Daily Beast and one of its journos in Rio covering the Olympics Nico Hines is under fire today over an article Hines penned where he went to investigate athletes hooking up during the Rio Olympics.

The article, originally titled “I got three Grindr dates in an hour in the Olympic village” was widely criticised on Twitter and elsewhere, with Slate calling the piece “exceedingly gross and bizarre” Grindr-baiting. Hines, unable to get straight women using apps like Tinder, gloated about being able to organise meet-ups more instantaneously on Grindr, despite admitting to his audience that he is straight with a wife and child. Hines also goes into detail about the sports played by several of the people he chatted to, including what countries they are from. It doesn’t take much effort to figure out exactly which athletes he is talking about.

The difficulty comes because in Hines’ original piece, the language used made it sound as though Grindr was a safari adventure for him, and not as it actually is, which is a safe space for gay men to meet other gay men. While straight athletes have the luxury of being able to meet and flirt with each other at the village bar with no danger, gay athletes, particularly those from countries where they face persecution for being gay, use apps like Grindr for even a slightly better chance at safely being able to meet other gay people.

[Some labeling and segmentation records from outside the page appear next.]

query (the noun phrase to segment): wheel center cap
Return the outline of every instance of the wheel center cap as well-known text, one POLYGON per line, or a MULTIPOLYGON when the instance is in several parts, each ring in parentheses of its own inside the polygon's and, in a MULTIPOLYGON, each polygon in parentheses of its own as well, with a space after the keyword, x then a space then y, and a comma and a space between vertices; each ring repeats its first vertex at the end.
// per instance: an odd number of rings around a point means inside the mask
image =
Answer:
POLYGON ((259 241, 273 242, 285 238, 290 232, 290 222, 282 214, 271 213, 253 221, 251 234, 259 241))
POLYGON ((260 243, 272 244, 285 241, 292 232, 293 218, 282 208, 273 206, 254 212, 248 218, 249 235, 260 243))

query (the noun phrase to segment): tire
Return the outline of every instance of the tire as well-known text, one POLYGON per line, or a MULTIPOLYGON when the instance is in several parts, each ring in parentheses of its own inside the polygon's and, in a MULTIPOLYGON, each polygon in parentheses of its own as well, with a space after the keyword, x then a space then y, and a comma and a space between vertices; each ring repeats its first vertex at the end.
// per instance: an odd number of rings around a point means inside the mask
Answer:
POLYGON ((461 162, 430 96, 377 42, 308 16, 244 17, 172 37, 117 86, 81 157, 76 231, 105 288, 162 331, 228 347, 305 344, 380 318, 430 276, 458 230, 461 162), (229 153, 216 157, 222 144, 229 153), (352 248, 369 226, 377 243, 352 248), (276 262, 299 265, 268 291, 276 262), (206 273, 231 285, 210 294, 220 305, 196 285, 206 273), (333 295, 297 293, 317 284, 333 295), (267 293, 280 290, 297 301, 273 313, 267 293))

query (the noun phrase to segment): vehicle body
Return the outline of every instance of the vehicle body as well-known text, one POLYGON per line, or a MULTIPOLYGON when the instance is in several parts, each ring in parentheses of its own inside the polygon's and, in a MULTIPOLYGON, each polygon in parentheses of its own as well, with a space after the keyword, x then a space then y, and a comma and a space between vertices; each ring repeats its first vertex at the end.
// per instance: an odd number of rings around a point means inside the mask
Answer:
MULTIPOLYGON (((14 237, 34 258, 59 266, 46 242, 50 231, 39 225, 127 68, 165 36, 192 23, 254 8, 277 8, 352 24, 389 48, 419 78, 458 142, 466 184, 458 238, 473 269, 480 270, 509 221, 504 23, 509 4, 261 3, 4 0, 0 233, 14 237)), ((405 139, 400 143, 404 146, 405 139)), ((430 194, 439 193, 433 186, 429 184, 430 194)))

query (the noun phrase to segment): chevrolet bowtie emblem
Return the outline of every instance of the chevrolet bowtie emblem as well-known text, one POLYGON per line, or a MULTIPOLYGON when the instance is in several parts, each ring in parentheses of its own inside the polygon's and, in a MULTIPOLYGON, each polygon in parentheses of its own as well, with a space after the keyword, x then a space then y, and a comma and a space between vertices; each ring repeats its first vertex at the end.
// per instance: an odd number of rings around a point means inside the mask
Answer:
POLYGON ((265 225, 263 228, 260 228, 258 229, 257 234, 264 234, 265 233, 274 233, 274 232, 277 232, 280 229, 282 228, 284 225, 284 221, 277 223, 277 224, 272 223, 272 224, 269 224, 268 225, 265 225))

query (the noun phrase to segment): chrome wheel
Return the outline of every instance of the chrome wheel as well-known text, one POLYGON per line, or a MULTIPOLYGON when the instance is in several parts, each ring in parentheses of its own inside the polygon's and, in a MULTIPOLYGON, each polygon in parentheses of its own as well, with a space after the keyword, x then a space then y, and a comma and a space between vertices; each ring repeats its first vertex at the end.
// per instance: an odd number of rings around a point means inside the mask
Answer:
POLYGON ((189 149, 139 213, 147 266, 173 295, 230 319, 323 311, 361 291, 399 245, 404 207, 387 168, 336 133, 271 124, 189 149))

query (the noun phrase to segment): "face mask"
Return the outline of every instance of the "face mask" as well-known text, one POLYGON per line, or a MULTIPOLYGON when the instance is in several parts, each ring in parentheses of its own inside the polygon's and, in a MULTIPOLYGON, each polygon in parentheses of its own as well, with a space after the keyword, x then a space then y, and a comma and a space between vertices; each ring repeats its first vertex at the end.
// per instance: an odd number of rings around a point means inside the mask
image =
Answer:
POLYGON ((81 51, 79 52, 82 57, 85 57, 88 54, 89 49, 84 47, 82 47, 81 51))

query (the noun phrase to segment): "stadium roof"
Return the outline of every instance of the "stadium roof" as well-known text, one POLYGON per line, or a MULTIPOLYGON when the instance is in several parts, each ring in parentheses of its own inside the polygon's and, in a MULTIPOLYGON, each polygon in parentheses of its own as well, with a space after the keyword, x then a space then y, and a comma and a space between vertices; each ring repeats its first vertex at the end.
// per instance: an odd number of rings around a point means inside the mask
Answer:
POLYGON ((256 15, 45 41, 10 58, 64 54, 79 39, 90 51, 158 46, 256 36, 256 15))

Gay Olympians have slammed the article, with US athlete Gus Kenworthy saying that Hines had “basically just outed a bunch of athletes in his quest to write a shitty article where he admitted to entrapment”.

Tongan Olympic swimmer Amini Fonua called Hines an “inhumane creep” who had violated the safe space of gay athletes.

Daily beast gay outing mrief

Fonua also had a more, well, graphic response on Instagram (WARNING: mildly NSFW).

Daily Beast editor John Avalon heavily edited the article overnight removing a number of the references to the athletes, re-titling the piece, and changing the overall tone of the article, but some were still calling for the article to be removed entirely. Avalon claims that it wasn’t intentionally designed to target gay athletes, instead victim-blaming them for responding to Hines in the first place.

It just so happened that Nico had many more responses on Grindr than apps that cater mostly to straight people, and so he wrote about that. Had he received straight invitations, he would have written about those.

The article was removed entirely with Avalon saying the publication was taking “an unprecedented but necessary step” because the article did not uphold Daily Beast‘s values.